Frankfurt -- The Frankfurt auto show buzzed with an amusement park atmosphere as it opened to the public on Saturday amid signs that Europe's biggest economy could soon pull out of a historic recession.
Despite warnings that the German auto sector is headed for a sales slump now that a state car scrapping scheme has expired, visitors thronged to photograph new models and plop down inside their favourite sports cars."The crisis is not really in people's minds," Fiat product manager Olivier Willand said as his mini-skirted receptionists welcomed visitors, whose appetite for cars appeared undiminished by the economic downturn.
"Personally I don't feel the recession, and I don't see it in my clients either," said one visitor, a German tax consultant who gave his name as Frank as he and his wife Sabine headed for the Saab stand.
The festive ambience, with a rocking and wailing Renault Formula One simulator and a rollercoaster-style four-wheel-drive test track mirrored recent signs that the mood among European consumers is perking up.
Their confidence rose in August for the fifth month running, European Union data shows, with strong gains in Britain, the Netherlands and Germany, which is emerging from its worst slump in 60 years.
Elsewhere in the world, economies are showing clear signs of recovery as well -- and visitors came to the Frankfurt show from all over.
As car lovers lounged in the sun on big football pillows provided by Korea's Kia or pressed around Ferraris and BMWs, cloudy unemployment forecasts took a back seat to the fun and the beer was flowing well before noon.
Though attendance was expected to be noticeably lower than the last show, "it's not a funeral," noted Eckehart Rotter, press director for the VDA auto federation that organises the event.

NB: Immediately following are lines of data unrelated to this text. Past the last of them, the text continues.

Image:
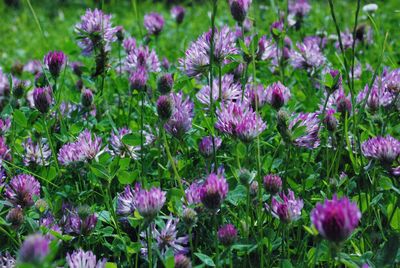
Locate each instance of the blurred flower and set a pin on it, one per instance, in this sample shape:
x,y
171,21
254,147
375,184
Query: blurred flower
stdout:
x,y
240,121
21,189
37,153
164,107
213,191
94,29
43,98
55,61
336,219
126,200
181,261
84,259
168,238
33,67
181,120
178,13
138,79
153,23
206,145
6,260
165,83
149,202
385,149
272,183
287,208
308,57
142,57
277,95
239,9
310,137
227,234
230,90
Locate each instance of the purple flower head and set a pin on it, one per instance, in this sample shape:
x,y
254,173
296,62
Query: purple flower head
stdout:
x,y
149,202
239,9
4,150
36,153
272,183
95,29
277,95
213,191
230,91
6,260
126,200
33,67
206,145
34,249
227,234
129,44
239,120
336,219
21,189
138,79
43,98
168,238
165,83
330,120
86,259
193,193
181,120
153,23
310,138
54,61
87,98
299,8
178,13
385,149
181,261
288,208
164,107
142,57
308,57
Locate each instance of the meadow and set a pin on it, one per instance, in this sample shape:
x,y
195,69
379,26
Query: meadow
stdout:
x,y
240,133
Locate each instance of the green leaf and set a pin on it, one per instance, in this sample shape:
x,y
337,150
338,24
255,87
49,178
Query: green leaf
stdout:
x,y
205,259
20,119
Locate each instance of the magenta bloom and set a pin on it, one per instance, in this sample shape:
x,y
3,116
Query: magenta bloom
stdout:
x,y
153,23
180,121
310,138
206,145
149,202
273,183
230,91
336,219
214,191
288,208
178,13
34,249
227,234
240,121
278,95
54,61
126,200
87,259
385,149
239,9
95,29
43,98
308,57
21,190
142,57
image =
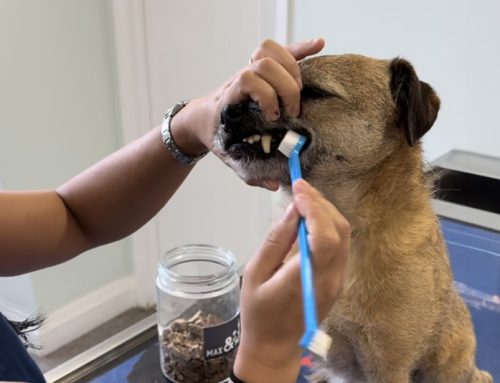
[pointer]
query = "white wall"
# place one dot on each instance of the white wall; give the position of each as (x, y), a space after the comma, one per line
(58, 115)
(454, 45)
(193, 47)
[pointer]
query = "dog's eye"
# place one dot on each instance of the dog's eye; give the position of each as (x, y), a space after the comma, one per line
(312, 93)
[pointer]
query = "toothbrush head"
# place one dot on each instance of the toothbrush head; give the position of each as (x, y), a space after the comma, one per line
(292, 142)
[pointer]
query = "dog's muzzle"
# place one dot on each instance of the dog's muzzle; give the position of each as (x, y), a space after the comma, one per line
(246, 135)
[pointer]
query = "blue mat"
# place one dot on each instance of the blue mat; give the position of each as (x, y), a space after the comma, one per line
(475, 259)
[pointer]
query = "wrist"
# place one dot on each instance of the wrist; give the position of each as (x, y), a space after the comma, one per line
(184, 129)
(252, 364)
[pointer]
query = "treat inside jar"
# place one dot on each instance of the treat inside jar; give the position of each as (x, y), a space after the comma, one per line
(186, 357)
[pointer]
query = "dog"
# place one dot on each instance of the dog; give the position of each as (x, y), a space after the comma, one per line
(398, 318)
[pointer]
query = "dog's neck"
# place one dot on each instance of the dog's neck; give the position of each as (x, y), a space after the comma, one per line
(392, 193)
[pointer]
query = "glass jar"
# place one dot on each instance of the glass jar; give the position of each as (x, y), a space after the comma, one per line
(198, 313)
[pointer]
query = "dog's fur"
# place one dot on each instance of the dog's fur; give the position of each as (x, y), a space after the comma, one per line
(398, 319)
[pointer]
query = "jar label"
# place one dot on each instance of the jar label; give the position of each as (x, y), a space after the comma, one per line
(221, 339)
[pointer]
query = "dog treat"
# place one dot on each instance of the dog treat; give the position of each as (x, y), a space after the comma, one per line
(184, 362)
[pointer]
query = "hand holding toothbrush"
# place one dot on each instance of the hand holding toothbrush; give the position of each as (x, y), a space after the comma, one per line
(271, 306)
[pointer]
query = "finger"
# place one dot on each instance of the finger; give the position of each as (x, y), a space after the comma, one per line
(280, 79)
(303, 187)
(276, 246)
(270, 48)
(303, 49)
(324, 224)
(250, 84)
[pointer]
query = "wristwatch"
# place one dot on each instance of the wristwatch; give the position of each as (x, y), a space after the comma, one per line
(168, 140)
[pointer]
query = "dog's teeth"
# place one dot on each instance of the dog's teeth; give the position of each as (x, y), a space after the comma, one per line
(266, 144)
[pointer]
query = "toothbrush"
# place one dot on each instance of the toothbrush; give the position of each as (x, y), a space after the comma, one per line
(314, 339)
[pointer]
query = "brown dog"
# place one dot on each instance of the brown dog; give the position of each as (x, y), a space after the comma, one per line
(398, 319)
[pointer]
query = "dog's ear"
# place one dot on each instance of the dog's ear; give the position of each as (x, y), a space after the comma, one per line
(417, 103)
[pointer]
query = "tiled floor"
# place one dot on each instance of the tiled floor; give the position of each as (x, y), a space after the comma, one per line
(114, 326)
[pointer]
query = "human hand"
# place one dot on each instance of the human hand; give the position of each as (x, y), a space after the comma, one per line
(271, 301)
(273, 74)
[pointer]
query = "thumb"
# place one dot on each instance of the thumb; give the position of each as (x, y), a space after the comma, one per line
(306, 48)
(276, 246)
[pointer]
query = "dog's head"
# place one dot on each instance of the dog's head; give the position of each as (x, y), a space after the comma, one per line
(355, 111)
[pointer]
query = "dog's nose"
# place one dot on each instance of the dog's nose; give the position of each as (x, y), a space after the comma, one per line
(232, 113)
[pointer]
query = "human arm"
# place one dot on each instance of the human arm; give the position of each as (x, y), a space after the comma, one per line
(271, 303)
(122, 192)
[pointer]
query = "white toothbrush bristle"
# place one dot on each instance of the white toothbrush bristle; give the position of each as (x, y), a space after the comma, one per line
(288, 143)
(320, 344)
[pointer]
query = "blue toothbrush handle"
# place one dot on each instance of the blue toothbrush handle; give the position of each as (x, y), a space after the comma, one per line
(306, 269)
(306, 275)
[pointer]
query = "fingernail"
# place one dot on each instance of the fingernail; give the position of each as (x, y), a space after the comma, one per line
(289, 212)
(300, 184)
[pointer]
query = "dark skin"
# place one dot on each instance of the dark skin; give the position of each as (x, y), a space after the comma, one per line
(122, 192)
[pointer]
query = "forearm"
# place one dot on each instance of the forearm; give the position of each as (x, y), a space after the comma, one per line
(36, 231)
(121, 193)
(105, 203)
(253, 366)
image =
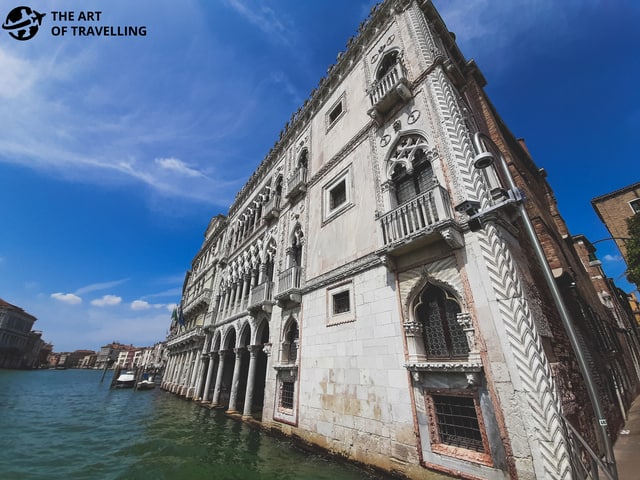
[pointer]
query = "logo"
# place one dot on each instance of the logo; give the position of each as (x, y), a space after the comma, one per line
(23, 23)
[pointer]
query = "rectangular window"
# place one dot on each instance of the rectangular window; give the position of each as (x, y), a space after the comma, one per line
(338, 195)
(457, 427)
(336, 111)
(458, 424)
(341, 302)
(286, 395)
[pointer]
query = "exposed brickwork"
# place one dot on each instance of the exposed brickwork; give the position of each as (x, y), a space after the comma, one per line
(614, 209)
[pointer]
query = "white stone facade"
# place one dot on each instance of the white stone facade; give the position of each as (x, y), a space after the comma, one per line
(344, 299)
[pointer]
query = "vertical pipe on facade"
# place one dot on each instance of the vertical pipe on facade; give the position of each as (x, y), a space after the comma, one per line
(479, 139)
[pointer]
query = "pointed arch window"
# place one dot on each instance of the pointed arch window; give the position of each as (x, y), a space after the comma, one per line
(297, 240)
(437, 311)
(386, 64)
(290, 344)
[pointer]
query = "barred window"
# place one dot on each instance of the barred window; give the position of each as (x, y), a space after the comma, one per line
(286, 395)
(444, 337)
(341, 302)
(457, 421)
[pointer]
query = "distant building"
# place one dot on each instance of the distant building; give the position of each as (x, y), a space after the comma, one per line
(19, 346)
(88, 361)
(615, 208)
(109, 353)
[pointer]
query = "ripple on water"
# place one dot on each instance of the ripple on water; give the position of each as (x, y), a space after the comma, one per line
(67, 425)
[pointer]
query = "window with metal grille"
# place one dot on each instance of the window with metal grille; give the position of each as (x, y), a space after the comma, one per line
(341, 303)
(458, 424)
(444, 337)
(286, 395)
(338, 195)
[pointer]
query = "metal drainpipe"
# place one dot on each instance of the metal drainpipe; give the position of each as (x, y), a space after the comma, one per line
(478, 140)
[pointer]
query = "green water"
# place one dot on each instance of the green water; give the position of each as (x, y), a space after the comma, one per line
(65, 424)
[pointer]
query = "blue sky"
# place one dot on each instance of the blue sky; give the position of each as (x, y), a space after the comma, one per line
(116, 151)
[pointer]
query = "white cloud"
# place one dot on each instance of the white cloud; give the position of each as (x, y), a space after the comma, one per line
(264, 18)
(140, 305)
(107, 301)
(177, 166)
(69, 298)
(100, 286)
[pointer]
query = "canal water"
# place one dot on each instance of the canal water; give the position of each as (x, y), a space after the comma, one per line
(65, 424)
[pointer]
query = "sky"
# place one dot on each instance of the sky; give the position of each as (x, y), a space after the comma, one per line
(115, 152)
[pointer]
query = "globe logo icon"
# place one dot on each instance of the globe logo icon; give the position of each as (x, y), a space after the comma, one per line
(23, 23)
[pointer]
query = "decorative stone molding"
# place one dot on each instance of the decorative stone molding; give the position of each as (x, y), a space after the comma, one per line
(413, 329)
(452, 236)
(446, 367)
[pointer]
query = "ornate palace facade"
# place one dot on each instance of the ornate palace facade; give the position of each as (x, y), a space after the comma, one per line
(372, 292)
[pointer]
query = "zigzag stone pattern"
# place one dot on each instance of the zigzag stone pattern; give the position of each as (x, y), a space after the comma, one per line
(531, 362)
(466, 184)
(532, 366)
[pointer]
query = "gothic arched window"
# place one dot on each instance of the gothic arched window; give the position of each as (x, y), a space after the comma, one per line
(437, 312)
(386, 64)
(290, 344)
(296, 246)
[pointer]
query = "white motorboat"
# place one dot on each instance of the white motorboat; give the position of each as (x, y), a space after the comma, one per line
(126, 379)
(146, 384)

Toyota marketing manager Denis Haecker told AFP: "All the companies here are showing that they are investing in the future, that they are investing in alternative technologies."
Others did not have money for a new car but came to see the wide range of displays, from a clean white theme for ecological models by Volkswagen (VW) to deep red for Mercedes' AMG SLS gull-wing roadster.
"I like the design, that is what's interesting," said Jeanette Stadtmueller, who is studying to be a social worker.
"I like the inspiration you get here," added Tobias Langer, a software product manager based in Stuttgart who came with his wife Nadine.
They had no plans to turn in their old Renault Clio, but still wanted to see the new Clios as well as rival VW Polos, and some Porsches.
Chlodwig Lauser, a technical advisor for Porsche luxury cars, summed up the attitude of those who waited to slip into a 141,000-euro (208,000-dollar) 911 Targa 4S as: "I don't have the money but I'd like to sit once behind the wheel."
On the fairground's main street, a Czech ice-cream vendor named Hanna who studies sociology in Munich reckoned the crowd was "happy and cool" because visitors were indulging their hobby.
"People are always ready to spend on that despite a crisis," she added.
And while lots of electric, hybrid, or otherwise environmentally friendly models also got attention, the crowds were almost always captivated in the end by what Mercedes boss Dieter Zetsche called "the fascination" of fantasy cars.
VW's Lamborghini stand was packed by those who wanted to see three models, including the 1.1-million-euro (pre-tax) Reventon, of which only 15 will be built.
Another big draw was the VW group's Bentley stand, where the gleaming new Mulsanne limousine was on display.
Chinese chemistry student Yuan Ping said Bentley was one of his favourite makes, but that he would get by with a VW Passat or a BMW for now.
And why had he come to the auto show? "For the dream," he said with a smile.